In any case, I'll read your article with a great attention. It will be a joy to me to compare your approach with mine.
If you could manage integrate your code and approach into gcc for its real usage, that would be great. That would be the first industrial compiler using such approach.
Now, I wonder if I can do the same thing to traces by importing the DAGs and the necessary data-flow information from gcc. Unlike the superblock, which has a single entry and multipl exits, a trace is a more general structure that can have multiple entries and multiple exits. So, the question is: Can I extract traces for my experiments from gcc?Sorry, I don't know this code well. I am in the same position as you. I should research the code to answer your questions. I think Jan is the right person to do it. Because he wrote this code.

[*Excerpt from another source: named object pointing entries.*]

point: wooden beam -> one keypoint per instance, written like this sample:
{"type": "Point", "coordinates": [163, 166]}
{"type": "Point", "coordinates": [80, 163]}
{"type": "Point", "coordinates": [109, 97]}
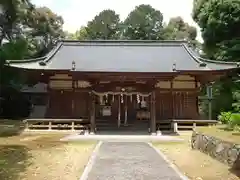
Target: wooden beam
{"type": "Point", "coordinates": [92, 115]}
{"type": "Point", "coordinates": [153, 113]}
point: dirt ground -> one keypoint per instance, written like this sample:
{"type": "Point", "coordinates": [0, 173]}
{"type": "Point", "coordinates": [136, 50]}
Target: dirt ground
{"type": "Point", "coordinates": [42, 157]}
{"type": "Point", "coordinates": [193, 163]}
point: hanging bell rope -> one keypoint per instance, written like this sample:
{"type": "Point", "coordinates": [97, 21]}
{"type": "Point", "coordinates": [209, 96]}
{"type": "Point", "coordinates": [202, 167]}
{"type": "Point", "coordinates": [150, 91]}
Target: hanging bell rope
{"type": "Point", "coordinates": [119, 93]}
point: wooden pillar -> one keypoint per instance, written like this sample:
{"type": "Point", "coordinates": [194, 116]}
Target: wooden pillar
{"type": "Point", "coordinates": [209, 95]}
{"type": "Point", "coordinates": [153, 113]}
{"type": "Point", "coordinates": [92, 115]}
{"type": "Point", "coordinates": [172, 101]}
{"type": "Point", "coordinates": [119, 110]}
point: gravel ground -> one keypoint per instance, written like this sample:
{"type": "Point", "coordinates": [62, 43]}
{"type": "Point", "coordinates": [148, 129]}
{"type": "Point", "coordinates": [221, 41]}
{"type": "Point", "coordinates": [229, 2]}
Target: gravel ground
{"type": "Point", "coordinates": [64, 162]}
{"type": "Point", "coordinates": [130, 161]}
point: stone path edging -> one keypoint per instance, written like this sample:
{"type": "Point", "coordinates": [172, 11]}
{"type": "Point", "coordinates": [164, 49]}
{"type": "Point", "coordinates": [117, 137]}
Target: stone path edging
{"type": "Point", "coordinates": [182, 176]}
{"type": "Point", "coordinates": [90, 163]}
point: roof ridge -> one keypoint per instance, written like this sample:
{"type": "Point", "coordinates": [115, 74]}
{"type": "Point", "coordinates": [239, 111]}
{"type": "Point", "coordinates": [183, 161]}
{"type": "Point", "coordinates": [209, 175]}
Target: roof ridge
{"type": "Point", "coordinates": [51, 54]}
{"type": "Point", "coordinates": [124, 41]}
{"type": "Point", "coordinates": [12, 61]}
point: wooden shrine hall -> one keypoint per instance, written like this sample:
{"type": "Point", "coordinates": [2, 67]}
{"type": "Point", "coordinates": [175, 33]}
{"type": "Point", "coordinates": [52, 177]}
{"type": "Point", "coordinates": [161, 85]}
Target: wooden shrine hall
{"type": "Point", "coordinates": [120, 83]}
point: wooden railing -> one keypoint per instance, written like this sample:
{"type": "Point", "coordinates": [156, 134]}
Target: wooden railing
{"type": "Point", "coordinates": [182, 124]}
{"type": "Point", "coordinates": [57, 124]}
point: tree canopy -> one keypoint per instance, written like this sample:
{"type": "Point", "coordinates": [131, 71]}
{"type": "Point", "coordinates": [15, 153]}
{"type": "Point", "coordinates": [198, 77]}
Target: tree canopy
{"type": "Point", "coordinates": [105, 25]}
{"type": "Point", "coordinates": [219, 22]}
{"type": "Point", "coordinates": [144, 22]}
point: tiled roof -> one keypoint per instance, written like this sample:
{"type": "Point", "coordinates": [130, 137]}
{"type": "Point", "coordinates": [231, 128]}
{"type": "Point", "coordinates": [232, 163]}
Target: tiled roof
{"type": "Point", "coordinates": [123, 56]}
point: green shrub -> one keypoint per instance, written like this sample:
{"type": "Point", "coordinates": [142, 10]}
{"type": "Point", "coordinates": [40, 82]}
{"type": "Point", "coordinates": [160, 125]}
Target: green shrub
{"type": "Point", "coordinates": [234, 120]}
{"type": "Point", "coordinates": [224, 117]}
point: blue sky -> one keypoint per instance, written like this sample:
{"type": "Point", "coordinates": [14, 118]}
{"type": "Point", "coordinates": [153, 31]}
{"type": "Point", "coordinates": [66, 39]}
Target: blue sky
{"type": "Point", "coordinates": [77, 13]}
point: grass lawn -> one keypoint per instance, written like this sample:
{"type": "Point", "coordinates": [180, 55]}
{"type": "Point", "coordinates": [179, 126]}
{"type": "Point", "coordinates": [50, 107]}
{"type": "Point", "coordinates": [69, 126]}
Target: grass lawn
{"type": "Point", "coordinates": [193, 163]}
{"type": "Point", "coordinates": [220, 132]}
{"type": "Point", "coordinates": [40, 156]}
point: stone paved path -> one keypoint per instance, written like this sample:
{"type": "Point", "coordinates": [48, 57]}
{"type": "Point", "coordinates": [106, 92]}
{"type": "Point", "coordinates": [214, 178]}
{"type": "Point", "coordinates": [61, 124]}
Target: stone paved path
{"type": "Point", "coordinates": [130, 161]}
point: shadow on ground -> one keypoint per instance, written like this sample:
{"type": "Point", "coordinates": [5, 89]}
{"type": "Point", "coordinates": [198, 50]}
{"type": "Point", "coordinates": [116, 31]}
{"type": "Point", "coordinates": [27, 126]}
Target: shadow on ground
{"type": "Point", "coordinates": [236, 167]}
{"type": "Point", "coordinates": [7, 130]}
{"type": "Point", "coordinates": [14, 159]}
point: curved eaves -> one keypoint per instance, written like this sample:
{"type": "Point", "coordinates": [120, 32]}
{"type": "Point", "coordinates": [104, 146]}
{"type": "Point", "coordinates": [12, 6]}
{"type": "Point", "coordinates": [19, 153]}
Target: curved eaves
{"type": "Point", "coordinates": [41, 60]}
{"type": "Point", "coordinates": [211, 63]}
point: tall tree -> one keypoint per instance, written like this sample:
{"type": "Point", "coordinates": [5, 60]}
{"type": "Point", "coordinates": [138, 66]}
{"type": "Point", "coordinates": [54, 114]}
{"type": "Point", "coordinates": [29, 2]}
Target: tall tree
{"type": "Point", "coordinates": [219, 22]}
{"type": "Point", "coordinates": [144, 22]}
{"type": "Point", "coordinates": [14, 17]}
{"type": "Point", "coordinates": [104, 26]}
{"type": "Point", "coordinates": [81, 34]}
{"type": "Point", "coordinates": [46, 29]}
{"type": "Point", "coordinates": [177, 29]}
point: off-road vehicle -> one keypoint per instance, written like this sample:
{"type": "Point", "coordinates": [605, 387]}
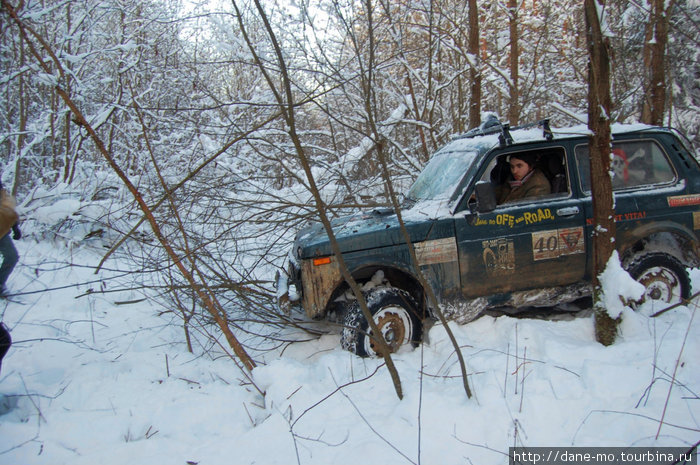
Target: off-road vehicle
{"type": "Point", "coordinates": [477, 255]}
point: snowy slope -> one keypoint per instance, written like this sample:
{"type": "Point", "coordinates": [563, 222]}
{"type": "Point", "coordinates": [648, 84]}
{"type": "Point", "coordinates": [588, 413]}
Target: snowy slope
{"type": "Point", "coordinates": [89, 381]}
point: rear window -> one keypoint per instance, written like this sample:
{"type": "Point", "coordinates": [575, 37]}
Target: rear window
{"type": "Point", "coordinates": [633, 165]}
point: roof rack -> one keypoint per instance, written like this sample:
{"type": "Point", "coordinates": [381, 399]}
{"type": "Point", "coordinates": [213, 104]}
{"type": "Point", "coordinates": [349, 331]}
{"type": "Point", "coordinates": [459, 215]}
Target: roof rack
{"type": "Point", "coordinates": [492, 125]}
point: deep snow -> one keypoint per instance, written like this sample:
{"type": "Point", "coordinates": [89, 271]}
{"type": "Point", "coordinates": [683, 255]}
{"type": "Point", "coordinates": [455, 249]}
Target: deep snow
{"type": "Point", "coordinates": [90, 381]}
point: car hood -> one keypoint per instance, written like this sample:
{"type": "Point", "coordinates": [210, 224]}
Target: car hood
{"type": "Point", "coordinates": [378, 228]}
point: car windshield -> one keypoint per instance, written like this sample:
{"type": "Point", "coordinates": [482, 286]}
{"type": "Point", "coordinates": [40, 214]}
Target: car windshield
{"type": "Point", "coordinates": [441, 176]}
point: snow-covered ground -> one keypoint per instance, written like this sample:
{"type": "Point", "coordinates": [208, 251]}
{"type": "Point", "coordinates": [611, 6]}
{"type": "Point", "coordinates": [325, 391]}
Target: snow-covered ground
{"type": "Point", "coordinates": [95, 382]}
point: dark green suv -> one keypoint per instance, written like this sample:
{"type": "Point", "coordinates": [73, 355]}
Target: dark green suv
{"type": "Point", "coordinates": [533, 252]}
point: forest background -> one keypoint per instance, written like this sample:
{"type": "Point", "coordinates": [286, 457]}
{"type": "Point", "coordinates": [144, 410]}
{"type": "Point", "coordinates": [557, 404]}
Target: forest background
{"type": "Point", "coordinates": [167, 124]}
{"type": "Point", "coordinates": [154, 149]}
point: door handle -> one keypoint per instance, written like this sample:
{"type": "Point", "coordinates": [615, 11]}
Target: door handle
{"type": "Point", "coordinates": [567, 211]}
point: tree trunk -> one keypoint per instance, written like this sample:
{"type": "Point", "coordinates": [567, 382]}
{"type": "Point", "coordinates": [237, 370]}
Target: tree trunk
{"type": "Point", "coordinates": [654, 103]}
{"type": "Point", "coordinates": [514, 104]}
{"type": "Point", "coordinates": [475, 71]}
{"type": "Point", "coordinates": [599, 148]}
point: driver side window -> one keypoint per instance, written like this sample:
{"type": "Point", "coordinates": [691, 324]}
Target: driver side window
{"type": "Point", "coordinates": [528, 175]}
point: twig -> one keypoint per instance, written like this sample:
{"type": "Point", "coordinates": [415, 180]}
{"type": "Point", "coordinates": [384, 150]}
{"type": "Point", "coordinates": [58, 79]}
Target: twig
{"type": "Point", "coordinates": [369, 425]}
{"type": "Point", "coordinates": [675, 370]}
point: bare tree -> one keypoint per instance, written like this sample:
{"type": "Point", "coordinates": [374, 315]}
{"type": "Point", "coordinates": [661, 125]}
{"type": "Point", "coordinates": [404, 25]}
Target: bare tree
{"type": "Point", "coordinates": [654, 98]}
{"type": "Point", "coordinates": [475, 70]}
{"type": "Point", "coordinates": [195, 280]}
{"type": "Point", "coordinates": [599, 149]}
{"type": "Point", "coordinates": [514, 104]}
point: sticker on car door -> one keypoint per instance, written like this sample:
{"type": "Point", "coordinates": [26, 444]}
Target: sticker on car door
{"type": "Point", "coordinates": [554, 243]}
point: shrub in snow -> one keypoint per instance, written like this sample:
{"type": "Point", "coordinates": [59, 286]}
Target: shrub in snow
{"type": "Point", "coordinates": [619, 288]}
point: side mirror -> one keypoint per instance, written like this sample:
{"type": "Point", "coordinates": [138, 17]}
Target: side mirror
{"type": "Point", "coordinates": [485, 197]}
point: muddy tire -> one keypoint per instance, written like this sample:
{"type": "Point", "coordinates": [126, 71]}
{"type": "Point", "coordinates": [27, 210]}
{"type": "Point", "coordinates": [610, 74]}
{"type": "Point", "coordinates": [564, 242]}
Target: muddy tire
{"type": "Point", "coordinates": [396, 314]}
{"type": "Point", "coordinates": [665, 278]}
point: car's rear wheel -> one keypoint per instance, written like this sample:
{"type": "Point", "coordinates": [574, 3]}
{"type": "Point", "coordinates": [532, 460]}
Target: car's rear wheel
{"type": "Point", "coordinates": [664, 277]}
{"type": "Point", "coordinates": [395, 313]}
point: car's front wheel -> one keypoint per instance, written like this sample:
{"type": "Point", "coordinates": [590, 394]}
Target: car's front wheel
{"type": "Point", "coordinates": [664, 277]}
{"type": "Point", "coordinates": [396, 315]}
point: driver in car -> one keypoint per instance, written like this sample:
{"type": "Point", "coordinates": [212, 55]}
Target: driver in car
{"type": "Point", "coordinates": [525, 180]}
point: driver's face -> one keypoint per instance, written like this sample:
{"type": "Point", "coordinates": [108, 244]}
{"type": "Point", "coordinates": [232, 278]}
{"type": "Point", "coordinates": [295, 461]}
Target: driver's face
{"type": "Point", "coordinates": [518, 168]}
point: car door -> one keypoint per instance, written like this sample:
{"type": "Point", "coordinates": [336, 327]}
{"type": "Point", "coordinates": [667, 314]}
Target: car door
{"type": "Point", "coordinates": [529, 244]}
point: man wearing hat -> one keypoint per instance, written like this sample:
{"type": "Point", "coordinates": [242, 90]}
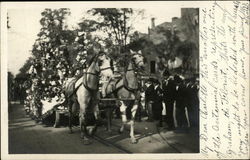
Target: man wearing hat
{"type": "Point", "coordinates": [157, 105]}
{"type": "Point", "coordinates": [180, 102]}
{"type": "Point", "coordinates": [169, 93]}
{"type": "Point", "coordinates": [149, 99]}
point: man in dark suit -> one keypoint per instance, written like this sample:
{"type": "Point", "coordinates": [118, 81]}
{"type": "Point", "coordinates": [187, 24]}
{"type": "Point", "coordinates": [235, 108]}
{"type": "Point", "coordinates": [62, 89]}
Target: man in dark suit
{"type": "Point", "coordinates": [169, 93]}
{"type": "Point", "coordinates": [157, 105]}
{"type": "Point", "coordinates": [180, 102]}
{"type": "Point", "coordinates": [149, 99]}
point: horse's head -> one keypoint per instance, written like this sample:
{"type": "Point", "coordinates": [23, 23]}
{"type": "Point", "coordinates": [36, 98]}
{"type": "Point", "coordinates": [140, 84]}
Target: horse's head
{"type": "Point", "coordinates": [106, 65]}
{"type": "Point", "coordinates": [137, 59]}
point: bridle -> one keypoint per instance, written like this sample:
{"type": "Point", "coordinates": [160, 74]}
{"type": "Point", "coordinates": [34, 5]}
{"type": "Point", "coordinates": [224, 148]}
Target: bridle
{"type": "Point", "coordinates": [97, 74]}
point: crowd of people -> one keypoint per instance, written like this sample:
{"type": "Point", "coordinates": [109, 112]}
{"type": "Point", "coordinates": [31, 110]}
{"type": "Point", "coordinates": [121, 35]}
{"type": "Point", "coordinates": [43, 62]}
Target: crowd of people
{"type": "Point", "coordinates": [173, 102]}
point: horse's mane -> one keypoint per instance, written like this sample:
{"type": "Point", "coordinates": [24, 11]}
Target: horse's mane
{"type": "Point", "coordinates": [92, 59]}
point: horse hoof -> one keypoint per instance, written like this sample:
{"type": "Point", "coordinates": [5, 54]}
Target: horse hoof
{"type": "Point", "coordinates": [70, 132]}
{"type": "Point", "coordinates": [133, 141]}
{"type": "Point", "coordinates": [86, 142]}
{"type": "Point", "coordinates": [119, 131]}
{"type": "Point", "coordinates": [92, 131]}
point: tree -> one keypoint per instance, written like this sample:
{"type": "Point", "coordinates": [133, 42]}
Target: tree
{"type": "Point", "coordinates": [117, 23]}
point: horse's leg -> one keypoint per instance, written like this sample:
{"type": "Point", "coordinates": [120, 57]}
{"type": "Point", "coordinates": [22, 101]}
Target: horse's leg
{"type": "Point", "coordinates": [83, 128]}
{"type": "Point", "coordinates": [97, 118]}
{"type": "Point", "coordinates": [70, 116]}
{"type": "Point", "coordinates": [132, 123]}
{"type": "Point", "coordinates": [123, 115]}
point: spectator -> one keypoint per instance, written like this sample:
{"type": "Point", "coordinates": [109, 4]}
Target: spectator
{"type": "Point", "coordinates": [169, 93]}
{"type": "Point", "coordinates": [157, 104]}
{"type": "Point", "coordinates": [180, 102]}
{"type": "Point", "coordinates": [149, 99]}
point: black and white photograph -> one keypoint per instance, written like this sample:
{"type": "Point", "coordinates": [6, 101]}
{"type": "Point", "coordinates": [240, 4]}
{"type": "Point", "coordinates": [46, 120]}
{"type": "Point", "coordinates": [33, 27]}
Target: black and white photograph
{"type": "Point", "coordinates": [113, 79]}
{"type": "Point", "coordinates": [103, 80]}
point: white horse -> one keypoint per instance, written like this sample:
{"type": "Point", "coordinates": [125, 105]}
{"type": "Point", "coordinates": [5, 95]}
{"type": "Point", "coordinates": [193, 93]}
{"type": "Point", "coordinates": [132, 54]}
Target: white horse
{"type": "Point", "coordinates": [82, 95]}
{"type": "Point", "coordinates": [127, 90]}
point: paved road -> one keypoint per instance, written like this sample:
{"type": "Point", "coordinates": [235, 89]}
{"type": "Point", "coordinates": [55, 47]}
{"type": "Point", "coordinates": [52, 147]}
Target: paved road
{"type": "Point", "coordinates": [25, 136]}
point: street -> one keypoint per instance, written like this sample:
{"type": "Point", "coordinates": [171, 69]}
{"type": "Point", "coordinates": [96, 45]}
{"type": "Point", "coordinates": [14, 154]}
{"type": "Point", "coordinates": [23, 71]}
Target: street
{"type": "Point", "coordinates": [25, 136]}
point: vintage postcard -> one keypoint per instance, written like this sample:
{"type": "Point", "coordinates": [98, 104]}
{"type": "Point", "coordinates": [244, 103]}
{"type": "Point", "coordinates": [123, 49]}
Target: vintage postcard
{"type": "Point", "coordinates": [125, 80]}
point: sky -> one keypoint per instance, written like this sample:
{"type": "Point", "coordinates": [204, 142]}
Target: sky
{"type": "Point", "coordinates": [25, 26]}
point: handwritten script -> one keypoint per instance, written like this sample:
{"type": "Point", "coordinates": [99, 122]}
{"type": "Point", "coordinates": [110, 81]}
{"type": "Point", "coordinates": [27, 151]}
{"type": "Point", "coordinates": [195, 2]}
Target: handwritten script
{"type": "Point", "coordinates": [224, 72]}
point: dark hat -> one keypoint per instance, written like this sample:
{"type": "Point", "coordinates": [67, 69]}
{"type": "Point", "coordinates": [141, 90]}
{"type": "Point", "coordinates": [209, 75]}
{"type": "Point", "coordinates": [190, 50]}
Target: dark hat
{"type": "Point", "coordinates": [151, 80]}
{"type": "Point", "coordinates": [177, 78]}
{"type": "Point", "coordinates": [156, 81]}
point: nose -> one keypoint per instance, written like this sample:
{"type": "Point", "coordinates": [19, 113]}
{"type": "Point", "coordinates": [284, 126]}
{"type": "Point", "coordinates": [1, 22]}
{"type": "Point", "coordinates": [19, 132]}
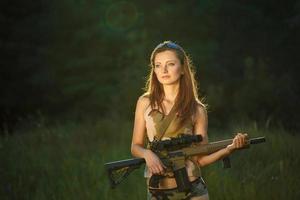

My understanding is that since version 3.4 gcc offers these two command-line options:
-fsched2-use-superblocks: This does extended basic block scheduling; no trace formation or tail duplication. It just schedules the extended basic blocks that appear naturally in the code.
-fsched2-use-traces: This does superblock scheduling, i.e. it forms traces then it does tail duplication to eliminate side entrances.
I am right about the functionalities of these options?
It seems to me that none of these options meets my objective of studying traces that have mltiple entrances and multiple exits. Please correct me if I am wrong. And if I am right, is there another way for me to get what I want, may be by doing some quick hack that bypasses tail duplication under the -fsched2-use-tarces option -does this make sense?
Vlad